Gérard Klein: Das Gambit der Sterne

Gérard Klein ist definitiv einer der bedeutendsten französischen Science-Fiction-Autoren. Er hat es sogar geschafft, ins Englische übersetzt zu werden. Hier soll eines seiner Erstlingswerke vorgestellt werden.

Für viele scheint die französische Science-Fiction mit Jules Verne (1828 – 1905) begonnen und auch geendet zu haben – zumindest außerhalb Frankreichs. Nach ihm dominierten englischsprachige Autoren wie H. G. Wells (1866 – 1946) das Genre. In den 1920er-Jahren begann das Goldene Zeitalter der Science-Fiction in den USA. Während viele englischsprachige Autoren auch außerhalb ihrer Heimatländer in Übersetzung erschienen, hatten es fremdsprachige Autoren schwer, sich im angloamerikanischen Raum zu behaupten.

Noch dazu brach nach dem Zweiten Weltkrieg mit dem Sputnik-Schock ein Wettlauf zwischen den beiden Großmächten ins All aus, was wiederum auch eine Auswirkung auf die fantastische Literatur hatte. Der technische Vorsprung, vor allem in der Raumfahrt, wurde so selbstverständlich mit den USA in Verbindung gebracht, dass sich sogar Autoren in nicht englischsprachigen Ländern englische Pseudonyme geben mussten, um verlegt zu werden.
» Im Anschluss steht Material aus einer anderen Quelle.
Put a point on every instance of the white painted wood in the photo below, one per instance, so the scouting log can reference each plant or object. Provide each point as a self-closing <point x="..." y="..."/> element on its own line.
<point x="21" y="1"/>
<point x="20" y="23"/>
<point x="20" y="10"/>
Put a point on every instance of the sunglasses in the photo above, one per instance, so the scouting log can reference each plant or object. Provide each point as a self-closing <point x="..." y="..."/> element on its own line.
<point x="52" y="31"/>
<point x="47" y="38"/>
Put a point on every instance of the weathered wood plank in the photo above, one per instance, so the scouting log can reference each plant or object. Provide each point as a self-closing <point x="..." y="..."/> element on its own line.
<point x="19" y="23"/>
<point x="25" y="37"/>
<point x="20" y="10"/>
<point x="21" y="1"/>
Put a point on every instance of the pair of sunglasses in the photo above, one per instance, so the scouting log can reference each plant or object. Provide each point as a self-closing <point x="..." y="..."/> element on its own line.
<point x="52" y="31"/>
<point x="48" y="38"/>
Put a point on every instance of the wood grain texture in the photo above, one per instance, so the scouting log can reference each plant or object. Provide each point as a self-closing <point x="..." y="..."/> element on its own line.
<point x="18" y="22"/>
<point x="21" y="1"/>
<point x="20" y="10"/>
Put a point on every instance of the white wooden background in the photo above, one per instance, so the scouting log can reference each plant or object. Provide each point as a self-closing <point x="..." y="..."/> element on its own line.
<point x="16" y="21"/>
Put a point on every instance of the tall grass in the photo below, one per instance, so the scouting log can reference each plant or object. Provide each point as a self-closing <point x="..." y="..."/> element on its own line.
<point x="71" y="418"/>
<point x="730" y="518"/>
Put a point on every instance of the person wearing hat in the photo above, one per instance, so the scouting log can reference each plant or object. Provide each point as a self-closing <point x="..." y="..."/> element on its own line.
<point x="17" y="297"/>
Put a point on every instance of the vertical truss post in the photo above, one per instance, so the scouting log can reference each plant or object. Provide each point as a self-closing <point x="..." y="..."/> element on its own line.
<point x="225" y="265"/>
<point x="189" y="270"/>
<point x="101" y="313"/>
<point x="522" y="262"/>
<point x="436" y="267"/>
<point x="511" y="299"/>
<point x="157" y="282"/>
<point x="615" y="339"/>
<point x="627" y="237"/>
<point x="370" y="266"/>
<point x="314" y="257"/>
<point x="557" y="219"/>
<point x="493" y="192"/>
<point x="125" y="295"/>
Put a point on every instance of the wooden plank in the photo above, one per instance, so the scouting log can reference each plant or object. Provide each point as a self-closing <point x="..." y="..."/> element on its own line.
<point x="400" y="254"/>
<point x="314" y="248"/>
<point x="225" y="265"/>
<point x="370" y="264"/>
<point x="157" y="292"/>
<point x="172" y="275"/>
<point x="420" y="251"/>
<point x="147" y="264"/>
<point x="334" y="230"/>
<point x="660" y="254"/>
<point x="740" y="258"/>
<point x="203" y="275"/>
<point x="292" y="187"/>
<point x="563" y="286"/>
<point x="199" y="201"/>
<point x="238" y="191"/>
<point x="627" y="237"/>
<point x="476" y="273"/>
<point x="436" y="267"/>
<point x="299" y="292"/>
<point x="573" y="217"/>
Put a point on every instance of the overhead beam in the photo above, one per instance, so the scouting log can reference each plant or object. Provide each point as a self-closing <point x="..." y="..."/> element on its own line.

Gérard Klein (geb. 1937) ist einer der wenigen französischsprachigen Autoren, die nicht nur unter dem eigenen Namen veröffentlichten und in Frankreich Erfolg hatten, sondern auch übersetzt wurden und sogar in englischsprachigen Ländern eine gewisse Bekanntheit erlangten.

Die Menschheit in der Galaxie

Gérard Klein hatte bereits im Alter von 18 Jahren seine ersten Geschichten in den Zeitschriften Galaxie und Fiction veröffentlicht. Sein erster alleine geschriebener Roman erschien 1958: „Le gambit des étoiles“ (deutsch: „Das Gambit der Sterne“). Das Buch erschien in mehreren Auflagen und wurde ins Englische, Türkische, Litauische und Rumänische übersetzt. (Eine deutsche Übersetzung ist mir nicht bekannt.)

Cover des Romans "Le gambit des étoiles"
Diese Ausgabe von „Le gambit des étoiles“ erschien 1986 in der Buchreihe Le Livre de Poche im Verlag Librairie Générale Française. (Bild: Librairie Générale Française, 1986)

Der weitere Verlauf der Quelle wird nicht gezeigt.